Tra le molte rappresentazioni della Madonna presenti nella città di Genova questa è di certo una delle più armoniose e leggiadre.
E così si ammira una giovane mamma dai tratti angelici che tiene a sé il suo piccolino.
Le due figure sono dotate di particolare grazia e leggerezza, dolcissimo è il Bambino Gesù.
La magnificente statua rappresenta la Madonna del Rosario e venne realizzata dallo scultore Daniello Solaro sul finire del ‘600.
L’opera era un tempo collocata nella perduta Chiesa di Sant’Antonio Abate in Via Prè ed è ora posta nel cortile del Palazzo Arcivescovile di Genova.

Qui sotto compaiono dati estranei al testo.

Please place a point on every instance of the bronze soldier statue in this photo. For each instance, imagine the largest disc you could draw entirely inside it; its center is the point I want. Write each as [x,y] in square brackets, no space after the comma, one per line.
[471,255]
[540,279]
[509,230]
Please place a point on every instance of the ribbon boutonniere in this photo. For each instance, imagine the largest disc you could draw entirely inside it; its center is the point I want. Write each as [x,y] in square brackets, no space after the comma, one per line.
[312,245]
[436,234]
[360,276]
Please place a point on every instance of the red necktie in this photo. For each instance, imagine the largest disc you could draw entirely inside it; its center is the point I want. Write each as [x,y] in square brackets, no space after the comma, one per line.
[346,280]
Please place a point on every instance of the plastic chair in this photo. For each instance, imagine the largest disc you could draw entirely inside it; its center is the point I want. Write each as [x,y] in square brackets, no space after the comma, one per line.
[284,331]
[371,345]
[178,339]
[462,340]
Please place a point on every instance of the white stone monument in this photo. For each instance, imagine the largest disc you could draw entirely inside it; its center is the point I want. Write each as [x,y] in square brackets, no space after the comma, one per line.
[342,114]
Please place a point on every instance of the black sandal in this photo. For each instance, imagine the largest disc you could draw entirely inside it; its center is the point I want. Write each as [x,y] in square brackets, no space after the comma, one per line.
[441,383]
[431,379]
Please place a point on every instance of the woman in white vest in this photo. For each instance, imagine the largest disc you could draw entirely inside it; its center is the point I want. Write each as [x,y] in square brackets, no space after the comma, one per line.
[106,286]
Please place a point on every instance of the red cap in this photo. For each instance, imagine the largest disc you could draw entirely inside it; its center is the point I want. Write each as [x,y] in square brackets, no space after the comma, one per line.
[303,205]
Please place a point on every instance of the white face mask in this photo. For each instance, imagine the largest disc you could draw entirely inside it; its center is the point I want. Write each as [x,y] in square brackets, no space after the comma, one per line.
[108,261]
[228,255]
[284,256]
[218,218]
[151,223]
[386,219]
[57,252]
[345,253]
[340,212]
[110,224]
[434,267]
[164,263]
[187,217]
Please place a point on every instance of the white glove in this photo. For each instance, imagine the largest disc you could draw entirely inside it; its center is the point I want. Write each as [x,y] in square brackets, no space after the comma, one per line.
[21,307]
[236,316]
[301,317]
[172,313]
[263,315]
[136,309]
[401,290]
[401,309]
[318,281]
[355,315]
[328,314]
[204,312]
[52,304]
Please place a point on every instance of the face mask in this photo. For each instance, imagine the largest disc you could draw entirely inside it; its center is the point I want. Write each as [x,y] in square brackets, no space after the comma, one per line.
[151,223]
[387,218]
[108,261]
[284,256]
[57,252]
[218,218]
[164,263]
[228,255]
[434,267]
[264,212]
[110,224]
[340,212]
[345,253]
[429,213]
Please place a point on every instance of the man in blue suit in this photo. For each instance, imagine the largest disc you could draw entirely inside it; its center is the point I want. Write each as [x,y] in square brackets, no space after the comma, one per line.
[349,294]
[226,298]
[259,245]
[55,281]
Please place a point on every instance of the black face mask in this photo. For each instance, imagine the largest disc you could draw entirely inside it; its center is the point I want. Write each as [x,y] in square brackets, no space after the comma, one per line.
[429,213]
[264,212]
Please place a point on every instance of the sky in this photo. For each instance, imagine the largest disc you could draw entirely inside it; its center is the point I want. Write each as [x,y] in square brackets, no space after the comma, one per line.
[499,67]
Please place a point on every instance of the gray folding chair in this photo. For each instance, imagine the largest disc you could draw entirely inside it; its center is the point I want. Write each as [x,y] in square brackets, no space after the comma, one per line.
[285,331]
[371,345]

L’iscrizione latina alla base della scultura si riferisce proprio alla traslazione della statua in questo luogo per volere del Cardinale Siri nel 1958.
È solenne e maestosa la figura eterea di Maria, colta in una gestualità dalla lievità straordinaria.
Con le sue dita sottili forse così tratteneva il Rosario.
Ai piedi di lei si librano in volo alcuni deliziosi putti.
E il marmo restituisce il prodigio di questa magnifica dolcezza.
Il manto sontuoso cade in morbidi drappeggi sulla figura di Maria e lei si erge regale, sovrana del cielo e della terra.
Con grazia e fermezza amorevole di giovane madre stringe così il piccolo Gesù.
La dolcezza è nei gesti, nei volti e negli sguardi ed è giunta fino a noi grazie al talento di un Daniello Solaro.